Module 7.3 (Custom Business Metrics) builds on M7.2's APM foundation to answer critical business questions.

### 1. RAG-Specific Quality Metrics
- **Answer Accuracy Tracking**: Per-query correctness measurement
- **Satisfaction Scores**: User rating aggregation and trending
- **Automated Degradation Alerts**: Threshold-based notifications when quality drops

### 2. Cohort Analysis
- **Cost Segmentation by User Type**: Enterprise vs. free tier usage patterns
- **Feature Usage Patterns**: Which RAG features drive the most engagement
- **Retention by Query Category**: Identify high-value query types

### 3. Executive Dashboards
- **Business Language Translation**: Convert technical metrics to KPIs
- **Revenue per Query**: Monetization efficiency tracking
- **Cost per Active User**: Unit economics for sustainable growth

### Driving Question for M7.3
**Scenario**: Satisfaction score dropped from 4.2 → 3.8 in the past week.  
**Investigation**: Which query types are problematic? Which user cohorts are affected?
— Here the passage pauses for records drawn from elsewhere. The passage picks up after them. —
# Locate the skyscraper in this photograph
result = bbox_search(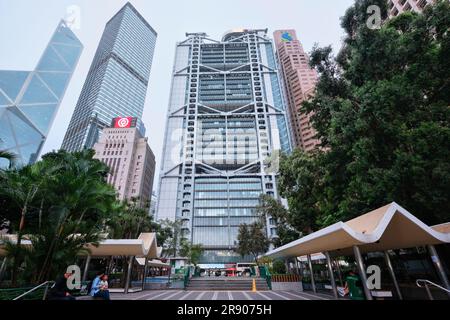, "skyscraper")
[273,30,320,151]
[0,21,83,165]
[62,3,157,151]
[94,117,155,205]
[388,0,436,18]
[156,29,291,263]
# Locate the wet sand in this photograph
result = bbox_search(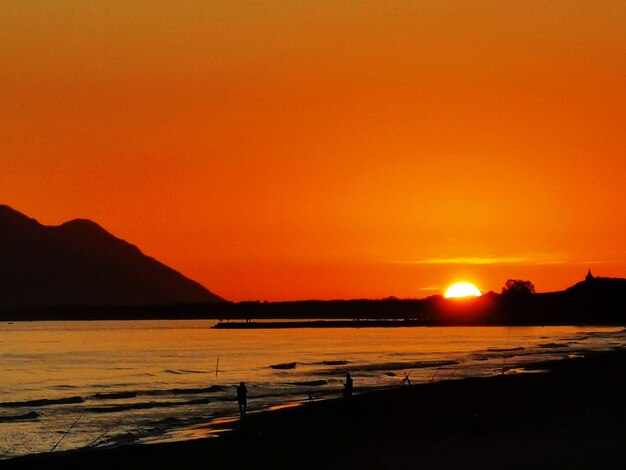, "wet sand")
[0,351,626,470]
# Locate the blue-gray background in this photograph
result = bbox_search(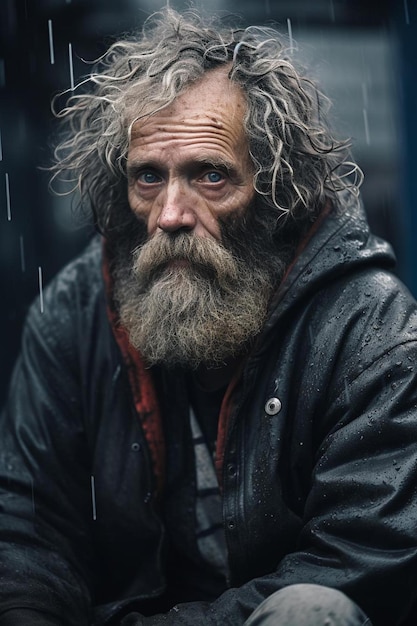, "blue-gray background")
[0,0,417,404]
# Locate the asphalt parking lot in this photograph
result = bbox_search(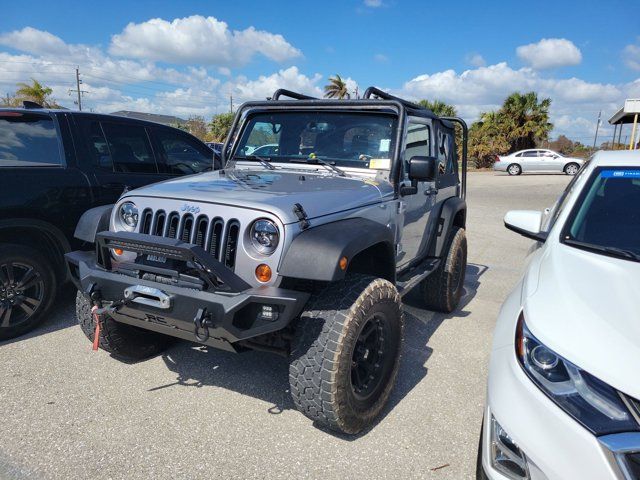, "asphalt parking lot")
[0,172,569,479]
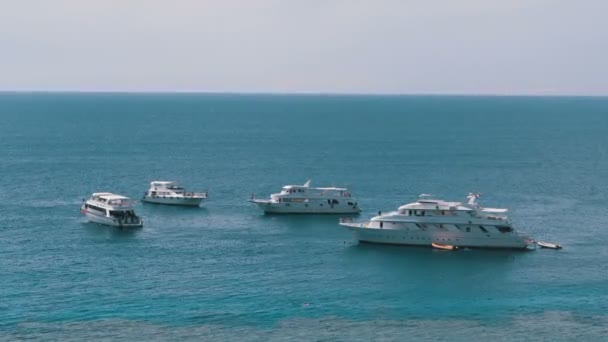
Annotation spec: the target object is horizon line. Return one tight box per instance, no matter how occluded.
[0,89,608,98]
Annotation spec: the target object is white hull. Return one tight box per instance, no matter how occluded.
[340,223,531,249]
[85,212,143,228]
[252,200,361,214]
[142,196,204,207]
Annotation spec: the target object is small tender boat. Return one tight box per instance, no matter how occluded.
[431,242,458,251]
[536,241,562,249]
[80,192,144,228]
[142,181,208,207]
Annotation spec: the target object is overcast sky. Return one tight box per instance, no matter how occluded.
[0,0,608,95]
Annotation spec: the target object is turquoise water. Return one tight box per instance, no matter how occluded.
[0,93,608,341]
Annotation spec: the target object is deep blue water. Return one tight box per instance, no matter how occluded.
[0,93,608,341]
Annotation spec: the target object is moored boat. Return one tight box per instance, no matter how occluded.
[80,192,144,228]
[142,181,208,207]
[250,180,361,214]
[340,194,535,249]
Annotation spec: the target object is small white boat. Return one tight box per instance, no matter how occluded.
[80,192,144,228]
[250,180,361,214]
[142,181,208,207]
[536,241,562,249]
[431,242,458,251]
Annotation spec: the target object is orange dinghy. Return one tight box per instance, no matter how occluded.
[431,242,458,251]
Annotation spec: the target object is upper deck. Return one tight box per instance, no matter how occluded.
[89,192,133,209]
[270,180,352,199]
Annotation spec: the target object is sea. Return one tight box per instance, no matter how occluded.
[0,92,608,342]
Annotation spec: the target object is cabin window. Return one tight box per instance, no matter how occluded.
[496,226,513,233]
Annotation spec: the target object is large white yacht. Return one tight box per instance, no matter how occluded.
[340,194,535,249]
[81,192,144,228]
[142,181,207,207]
[251,180,361,214]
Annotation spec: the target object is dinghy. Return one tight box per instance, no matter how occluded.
[536,241,562,249]
[431,242,458,251]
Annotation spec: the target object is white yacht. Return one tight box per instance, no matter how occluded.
[142,181,207,207]
[340,194,535,249]
[251,180,361,214]
[81,192,144,228]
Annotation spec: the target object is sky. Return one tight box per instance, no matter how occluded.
[0,0,608,96]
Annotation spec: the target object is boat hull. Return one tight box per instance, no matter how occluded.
[84,212,143,228]
[252,200,361,214]
[341,223,530,249]
[142,196,205,207]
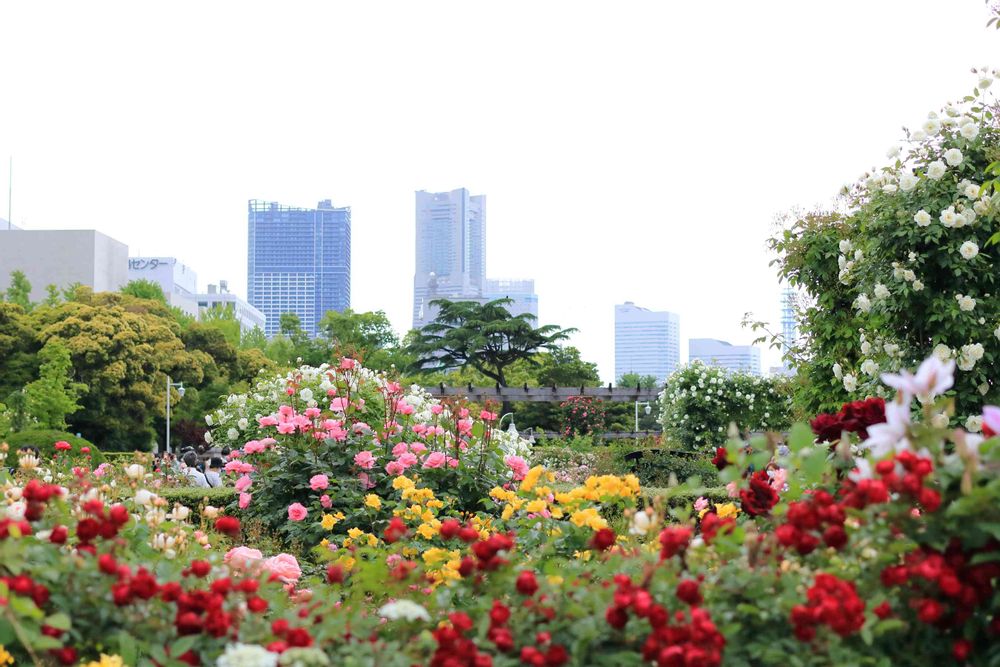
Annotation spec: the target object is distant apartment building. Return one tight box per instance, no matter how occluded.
[615,301,680,383]
[688,338,760,375]
[128,257,198,317]
[194,280,267,332]
[0,230,128,301]
[413,188,486,328]
[247,199,351,336]
[483,278,538,320]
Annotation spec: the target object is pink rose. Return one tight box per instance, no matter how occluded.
[423,452,447,468]
[288,503,309,521]
[222,547,264,570]
[354,451,375,470]
[261,554,302,583]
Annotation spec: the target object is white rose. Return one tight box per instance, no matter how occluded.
[958,123,979,141]
[927,160,948,181]
[958,241,979,259]
[899,171,920,192]
[944,148,965,167]
[938,206,958,227]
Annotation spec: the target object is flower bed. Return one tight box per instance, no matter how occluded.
[0,360,1000,667]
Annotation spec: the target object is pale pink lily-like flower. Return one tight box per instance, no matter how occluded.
[861,400,913,459]
[869,356,955,404]
[423,452,448,468]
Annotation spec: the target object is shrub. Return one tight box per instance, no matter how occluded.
[660,361,791,450]
[3,429,104,468]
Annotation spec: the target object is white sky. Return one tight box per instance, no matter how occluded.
[0,0,1000,381]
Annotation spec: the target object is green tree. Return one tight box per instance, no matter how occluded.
[24,338,87,430]
[412,299,575,386]
[615,373,660,389]
[119,278,167,303]
[4,270,31,311]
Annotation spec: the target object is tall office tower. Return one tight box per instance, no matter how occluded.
[247,199,351,336]
[483,278,538,326]
[413,188,486,328]
[781,287,799,365]
[615,301,681,383]
[688,338,760,375]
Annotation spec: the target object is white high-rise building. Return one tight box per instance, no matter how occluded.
[688,338,760,375]
[615,301,681,383]
[413,188,486,328]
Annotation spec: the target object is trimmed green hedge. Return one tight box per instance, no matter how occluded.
[2,429,105,468]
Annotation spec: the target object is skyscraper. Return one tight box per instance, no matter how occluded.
[615,301,681,383]
[688,338,760,375]
[247,199,351,336]
[413,188,486,328]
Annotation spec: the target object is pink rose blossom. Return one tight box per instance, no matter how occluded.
[423,452,447,468]
[354,451,375,470]
[222,547,264,570]
[288,503,309,521]
[261,554,302,583]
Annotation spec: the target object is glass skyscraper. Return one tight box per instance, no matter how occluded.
[247,199,351,336]
[615,301,681,384]
[413,188,486,328]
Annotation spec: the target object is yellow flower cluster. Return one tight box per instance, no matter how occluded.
[556,475,639,505]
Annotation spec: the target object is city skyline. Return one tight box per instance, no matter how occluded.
[0,0,996,382]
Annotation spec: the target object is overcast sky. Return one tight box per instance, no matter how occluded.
[0,0,1000,381]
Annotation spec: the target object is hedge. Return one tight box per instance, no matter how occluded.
[2,429,105,468]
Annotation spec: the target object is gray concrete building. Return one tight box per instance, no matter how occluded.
[0,227,128,301]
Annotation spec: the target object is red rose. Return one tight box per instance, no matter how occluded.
[215,516,241,537]
[514,570,538,595]
[590,528,615,551]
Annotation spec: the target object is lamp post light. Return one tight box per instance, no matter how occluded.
[635,401,653,433]
[166,375,184,454]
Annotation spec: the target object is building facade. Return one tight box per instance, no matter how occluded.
[688,338,760,375]
[194,280,267,332]
[615,301,681,383]
[128,257,198,317]
[247,199,351,336]
[0,227,128,301]
[483,278,538,320]
[413,188,486,328]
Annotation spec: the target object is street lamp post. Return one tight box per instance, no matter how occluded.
[166,375,184,454]
[635,401,653,433]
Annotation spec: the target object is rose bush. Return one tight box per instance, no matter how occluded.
[660,361,790,450]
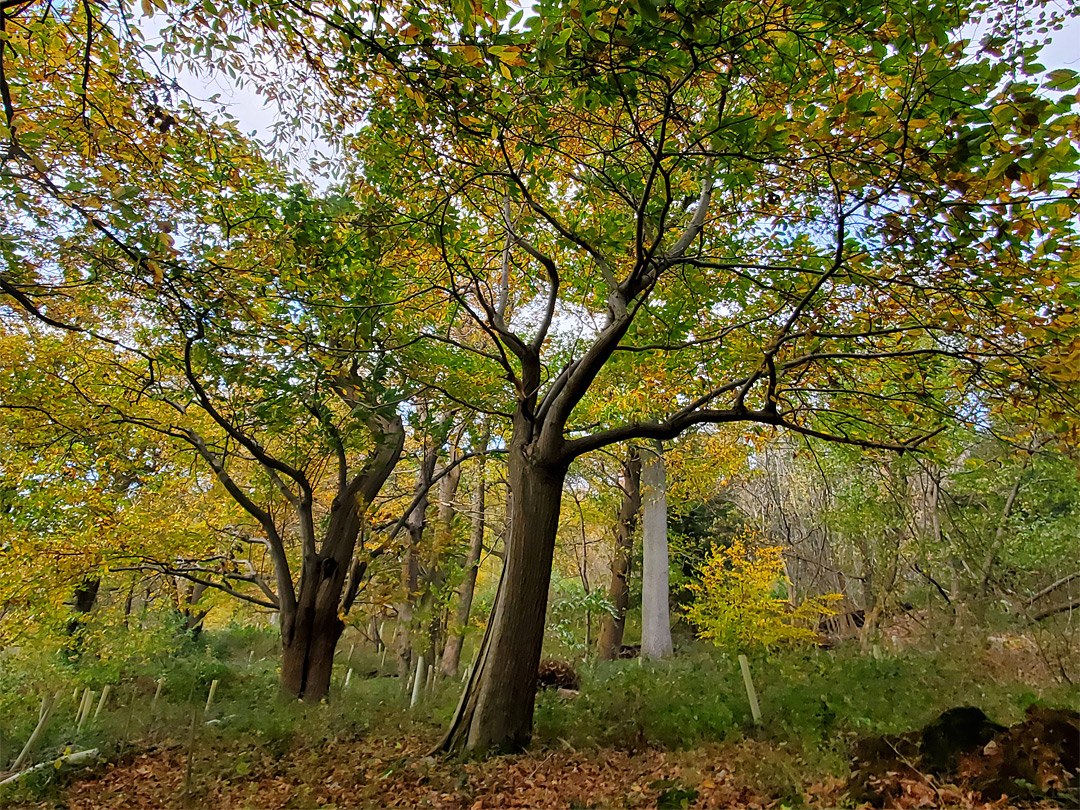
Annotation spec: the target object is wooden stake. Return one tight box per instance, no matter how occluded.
[11,692,60,771]
[94,684,112,723]
[203,678,217,714]
[739,656,761,726]
[408,656,423,708]
[75,688,94,731]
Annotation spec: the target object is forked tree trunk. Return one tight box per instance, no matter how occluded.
[280,416,405,702]
[281,583,345,703]
[440,440,566,752]
[597,447,642,661]
[642,442,672,658]
[441,424,488,677]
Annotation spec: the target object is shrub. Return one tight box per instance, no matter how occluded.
[686,529,842,652]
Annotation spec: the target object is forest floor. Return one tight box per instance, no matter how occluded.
[0,633,1080,810]
[44,738,1068,810]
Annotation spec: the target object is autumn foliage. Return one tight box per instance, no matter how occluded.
[686,529,842,651]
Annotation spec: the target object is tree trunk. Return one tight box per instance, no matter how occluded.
[281,583,345,703]
[642,442,672,658]
[978,456,1031,596]
[67,577,102,635]
[597,447,642,661]
[440,434,566,752]
[442,424,489,677]
[280,415,405,702]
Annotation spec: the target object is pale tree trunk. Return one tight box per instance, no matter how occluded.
[440,414,566,752]
[597,446,642,661]
[441,422,489,677]
[642,442,672,658]
[397,442,438,685]
[978,456,1031,596]
[428,451,461,661]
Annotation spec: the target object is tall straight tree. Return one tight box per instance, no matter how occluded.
[8,0,1080,751]
[597,445,642,661]
[642,442,672,658]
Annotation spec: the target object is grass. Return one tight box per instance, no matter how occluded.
[0,629,1078,804]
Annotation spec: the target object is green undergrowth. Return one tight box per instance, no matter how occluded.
[536,643,1078,759]
[0,629,1078,805]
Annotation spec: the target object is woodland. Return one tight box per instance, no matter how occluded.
[0,0,1080,810]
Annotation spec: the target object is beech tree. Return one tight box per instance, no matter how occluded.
[0,0,1080,751]
[328,2,1077,751]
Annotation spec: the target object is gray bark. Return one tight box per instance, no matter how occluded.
[642,442,672,658]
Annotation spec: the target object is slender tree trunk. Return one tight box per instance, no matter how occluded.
[978,456,1031,596]
[440,434,566,752]
[597,446,642,661]
[642,442,672,658]
[428,451,461,661]
[67,577,102,635]
[442,423,489,677]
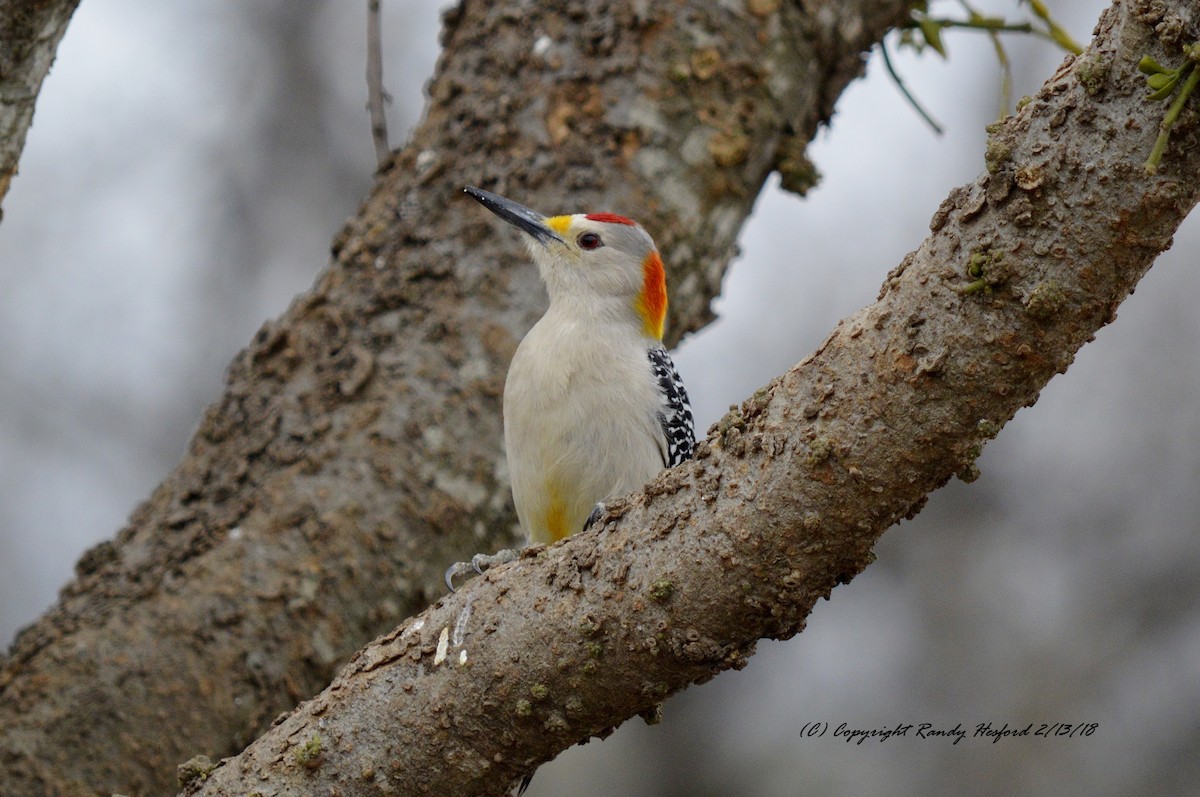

What's the cost impact?

---

## Pass Criteria

All 4 readiness checks must pass (or show documented workarounds):
1. ✓ Datadog flame graphs visible (last 1 hour)
2. ✓ Grafana/Prometheus metrics updating (last 5 minutes)
3. ✓ User feedback endpoint functional
4. ✓ Cost data documented (OpenAI + Pinecone)

**Next Step**: Proceed to Module 7.3 to implement custom business metrics and cohort analysis.